Information Theory
Entropy, channel capacity, and coding theorems.
Information Theory addresses entropy, channel capacity, and coding theorems. It sits within Theoretical Foundations and inherits that area’s core questions about correctness, scale, and tractability. This page surveys the conceptual axes of the topic and points to the references that frame ongoing research and teaching. The intent is to be useful both as an entry point for newcomers and as an index for practitioners cross-checking their mental model against the field’s primary sources.

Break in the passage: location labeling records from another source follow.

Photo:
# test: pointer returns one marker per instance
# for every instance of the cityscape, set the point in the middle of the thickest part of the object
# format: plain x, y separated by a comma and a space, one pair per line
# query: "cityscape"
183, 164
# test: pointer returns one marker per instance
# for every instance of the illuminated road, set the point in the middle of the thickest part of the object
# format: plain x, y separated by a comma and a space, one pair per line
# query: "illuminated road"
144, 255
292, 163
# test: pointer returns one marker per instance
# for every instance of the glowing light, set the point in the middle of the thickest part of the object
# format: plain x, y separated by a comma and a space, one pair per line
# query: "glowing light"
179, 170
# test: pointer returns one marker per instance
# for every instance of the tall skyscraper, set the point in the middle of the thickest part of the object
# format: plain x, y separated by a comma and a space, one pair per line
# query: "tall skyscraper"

Work on information theory can be organised around a few interlocking concerns: the formal objects under study, the algorithms or systems that compute over them, the resource trade-offs (time, memory, communication, statistical efficiency), and the empirical or theoretical guarantees that practitioners rely on. The sources cited below approach the topic from a mix of these angles.
Foundational references
Cover, Elements of Information Theory (2006) is a standard reference for this material and is used both as a curriculum anchor and as a long-form survey of techniques. MacKay, Information Theory, Inference, and Learning Algorithms (2003) is a standard reference for this material and is used both as a curriculum anchor and as a long-form survey of techniques.
Historical context
A Mathematical Theory of Communication (Shannon, 1948) situates the topic in its historical trajectory; revisiting it clarifies which ideas in current practice are recent and which trace back to the field’s founding texts.

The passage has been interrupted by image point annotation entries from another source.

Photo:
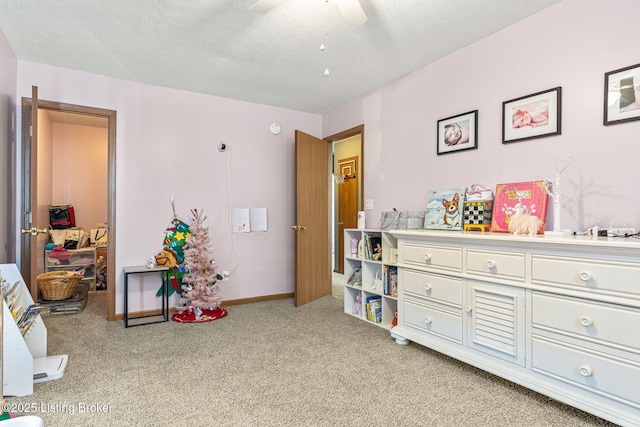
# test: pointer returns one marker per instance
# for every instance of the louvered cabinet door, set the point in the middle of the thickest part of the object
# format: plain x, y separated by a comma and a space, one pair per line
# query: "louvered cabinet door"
496, 320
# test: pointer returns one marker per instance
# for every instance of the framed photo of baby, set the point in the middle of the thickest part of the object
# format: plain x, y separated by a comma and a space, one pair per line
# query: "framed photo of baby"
458, 133
622, 95
532, 116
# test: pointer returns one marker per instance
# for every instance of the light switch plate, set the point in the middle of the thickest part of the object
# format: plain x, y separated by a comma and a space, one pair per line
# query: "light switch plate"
368, 204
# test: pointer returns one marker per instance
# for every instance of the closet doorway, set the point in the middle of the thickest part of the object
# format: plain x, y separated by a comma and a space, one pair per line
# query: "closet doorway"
348, 188
72, 160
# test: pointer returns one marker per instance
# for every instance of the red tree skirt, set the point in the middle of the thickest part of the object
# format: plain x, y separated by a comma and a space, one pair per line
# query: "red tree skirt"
188, 315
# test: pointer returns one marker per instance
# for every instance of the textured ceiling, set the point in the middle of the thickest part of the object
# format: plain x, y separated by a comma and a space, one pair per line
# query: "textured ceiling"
219, 47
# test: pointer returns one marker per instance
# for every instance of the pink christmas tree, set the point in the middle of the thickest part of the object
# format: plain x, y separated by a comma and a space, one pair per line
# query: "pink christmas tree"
200, 283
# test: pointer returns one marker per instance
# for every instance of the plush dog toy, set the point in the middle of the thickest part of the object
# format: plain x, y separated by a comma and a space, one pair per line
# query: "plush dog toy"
167, 258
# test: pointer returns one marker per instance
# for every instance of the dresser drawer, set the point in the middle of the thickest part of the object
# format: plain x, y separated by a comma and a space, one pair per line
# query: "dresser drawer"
586, 274
434, 321
504, 265
433, 287
587, 369
440, 257
598, 322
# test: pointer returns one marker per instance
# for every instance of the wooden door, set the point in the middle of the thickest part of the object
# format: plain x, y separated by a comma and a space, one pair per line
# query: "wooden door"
347, 204
33, 222
36, 210
313, 254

Open methodological questions in information theory cluster around how to compose the techniques above under realistic constraints — scale, adversarial inputs, partial observability, and shifting workloads. The cited references give the precise statements, proofs, and empirical evaluations that this overview only sketches; downstream topic pages drill into specific subfields.
Prerequisites
Sources
- textbook · primary · 2006Elements of Information Theorycover-2006
-
- textbook · primary · 2003Information Theory, Inference, and Learning Algorithmsmackay-2003
In context
Where this topic sits in the prerequisite graph. Click any node to jump.
Explore
- 01
Shannon Entropy
Entropy, mutual information, KL divergence, and basic identities.
- 02
Source Coding
Lossless compression, prefix codes, and Huffman/arithmetic coding.
- 03
Channel Coding
Capacity, Shannon's noisy channel theorem, and rate-distortion.
- 04
Error-Correcting Codes
Linear, Reed-Solomon, LDPC, and polar codes.
- 05
Algorithmic Information Theory
Kolmogorov complexity and incompressibility.
- 06
Quantum Information Theory
Von Neumann entropy, quantum channels, and quantum capacity.
Review this topic
This page was drafted by an agent and is waiting on expert review. Spotted a wrong prerequisite, a missing concept, a misattributed source, or a factual slip? Tell us — your review opens a tracked issue maintainers act on.